Are the better results and prognosis for glaucoma over the past 15 years due to better diagnostics, better surgical devices, or better drugs?
“We don’t really know. Do generics have a better effect than name-brand products?” asked Dr. Rich. “We also still have huge disparities in outcomes for African-Americans and Hispanics that are not solely explained on the basis of socio-economic status and education.”
Which glaucoma devices work best?
“There has been a lot of research in the past couple of years but some issues have not been addressed: safety profile, impact on quality of life. Something called, 'patient-reported outcomes' will permeate all of our interventions in the future,” continued Dr. Rich.
When measuring comparative effectiveness, however, FDA approval is no longer enough.
“The Affordable Care Act has funded the Patient-Centered Outcomes Research Institute that will fund $1.1 billion to look at comparative effectiveness,” Dr. Rich said. “They are reaching out to ophthalmology . . . to come forward with studies on age-related macular degeneration, glaucoma, and diabetic retinopathy.”
Clinical registry also enhances science. According to Dr. Rich, this will not just be a tool to measure quality improvement. A study published recently in the New England Journal of Medicine, estimated the incremental cost per patient of doing a clinical registry-based randomized clinical trial at $50.
“This is going to revolutionize and shorten the time line for developing good trials and study the stratified patient populations we want to look at,” he explained. “The power of aggregated data cannot be underestimated. There will be a rapid evolution of new scientific inquiry to include elements of correlation, not just questions of causation, which is usually the way we design a randomized trial. This is the power of big data.”
Will it improve device surveillance? A full 60% of class III devices already have post-market surveillance and very few of those are specialty registries.
FDA is expected to announce the availability of a unique device identifier. Once we get that in DHRs, it will give physicians a much better way of looking longitudinally at the impact of devices on disease.
The PEW report, available soon, will recommend that rather than traditional device registries, physicians follow patients longitudinally to focus on outcomes and quality of life. Patient-reported outcomes will enhance the device registry as well.

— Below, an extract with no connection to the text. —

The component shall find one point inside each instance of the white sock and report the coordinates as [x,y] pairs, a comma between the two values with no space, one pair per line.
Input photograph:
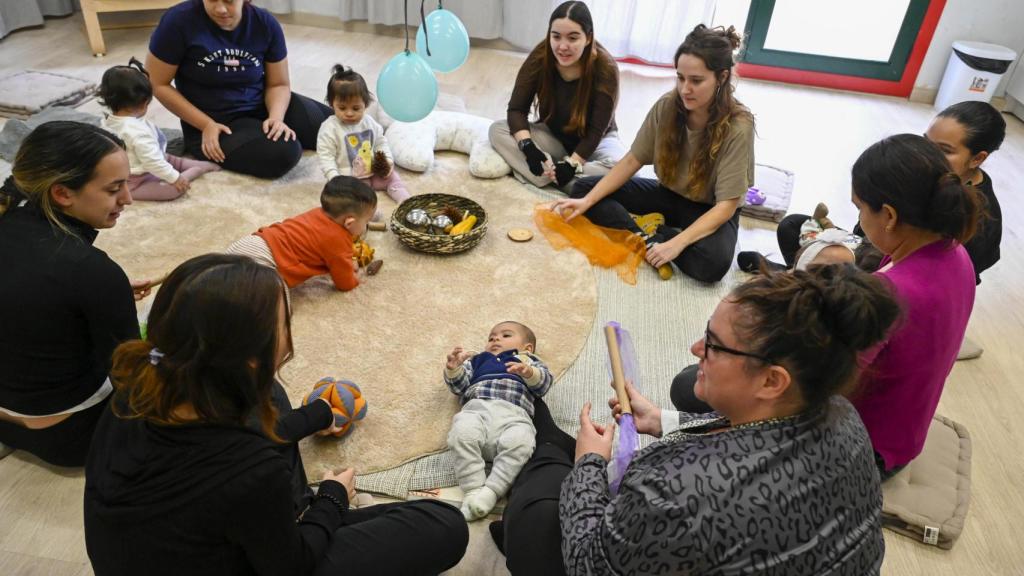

All other registries look at the very short on the patient’s quality of life or on the impact on the course of disease. This is the first registry in all of medicine that will be able to do that, said Dr. Rich.
“Thanks to the support of the Hoskins Center, we’ve put together something called IRIS, Intelligent Research in Sight, an outpatient clinical registry," Dr. Rich said. “Instead of being focused in a hospital, it will be focused in the office, in academic groups, private practices, and be able to follow patients longitudinally, using probabilistic matching with a 94% ability to do that.”
The IRIS registry (launched in late March) has a goal of enrolling 2,000 physicians by 2016, with 18 million patient charts. Dr. Rich anticipates an enrollment 4,000 by 2017.
Dr. Rich closed with a comment from Harvey V. Fineberg, MD, PhD, president of the Institute of Medicine: “We are facing very challenging times in healthcare in the United States today. I believe that ophthalmology has an opportunity, not only to play a part in the solution to these challenges, but also to be an example for the health profession in going forward.”